Patrice @pkR-pkR thanks for this! There's no rush.

tuxette commented 10 months ago

@pkR-pkR : No rush indeed. Since Matthias has suggested deep modifications, tell me when you have a first version and I'll make my suggestion on that basis (next week at best probably).

tuxette commented 4 months ago

@pkR-pkR : There is no activity in this discussion since last October. There is no rush but I'm checking if you still plan to submit this proposal?

matthias-da commented 4 months ago

Alternative: I can imagine to completely re-write from scratch this ctv together with Raimon Tolosana-Delgado and Javier Palarea-Albaladejo. Both are experts in compositional data analysis and R and well-known in the community. What do you think?

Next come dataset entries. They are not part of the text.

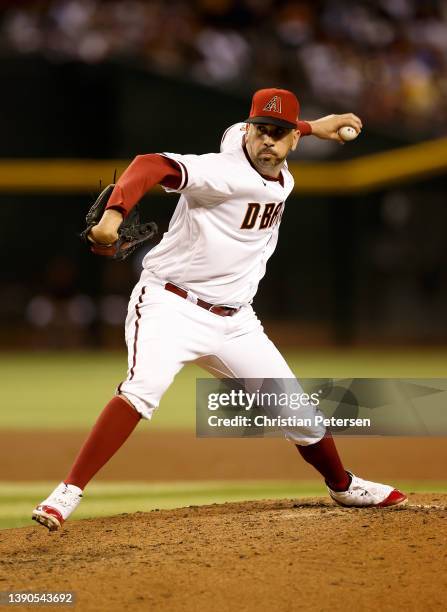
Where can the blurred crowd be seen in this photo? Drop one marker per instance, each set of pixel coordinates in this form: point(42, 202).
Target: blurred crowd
point(385, 59)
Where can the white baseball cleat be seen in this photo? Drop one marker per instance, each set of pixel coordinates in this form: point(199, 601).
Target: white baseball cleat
point(58, 506)
point(363, 493)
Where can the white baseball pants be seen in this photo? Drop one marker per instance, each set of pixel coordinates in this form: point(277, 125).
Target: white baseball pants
point(165, 331)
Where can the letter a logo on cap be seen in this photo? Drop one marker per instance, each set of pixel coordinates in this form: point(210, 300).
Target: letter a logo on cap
point(273, 105)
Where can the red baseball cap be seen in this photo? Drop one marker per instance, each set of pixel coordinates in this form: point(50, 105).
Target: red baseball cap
point(275, 107)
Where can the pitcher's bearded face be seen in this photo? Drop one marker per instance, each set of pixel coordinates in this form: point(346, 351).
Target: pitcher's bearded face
point(268, 146)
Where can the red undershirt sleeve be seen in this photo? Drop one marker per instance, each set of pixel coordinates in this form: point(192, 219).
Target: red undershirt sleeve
point(144, 172)
point(305, 128)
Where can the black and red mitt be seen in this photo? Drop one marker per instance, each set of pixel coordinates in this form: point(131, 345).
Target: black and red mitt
point(131, 233)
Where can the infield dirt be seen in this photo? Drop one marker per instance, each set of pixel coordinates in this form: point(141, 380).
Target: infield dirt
point(269, 555)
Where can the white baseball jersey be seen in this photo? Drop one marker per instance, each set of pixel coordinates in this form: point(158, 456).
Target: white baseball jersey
point(225, 225)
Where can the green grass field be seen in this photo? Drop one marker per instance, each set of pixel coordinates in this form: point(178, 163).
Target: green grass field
point(67, 390)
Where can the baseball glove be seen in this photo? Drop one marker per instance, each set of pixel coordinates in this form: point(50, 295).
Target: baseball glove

zeileis commented 4 months ago

From the viewpoint of the CRAN Task View Editors it would be best if the different approaches to this topic could be resolved unanimously - with contributors from both sides! So maybe - now that some time has passed since the original proposal - you can coordinate a revision that you do jointly and that encompasses ideas from both sides?

That would be much preferred over a decision between two different teams of co-maintainers with different ideas.

matthias-da commented 4 months ago

Agree. I offered my participation as well as I listed the other suggestions of potential co-authors in October and it is still surely a good way to do so.

Best Matthias

zeileis commented 4 months ago

Thanks, Matthias, very much appreciated!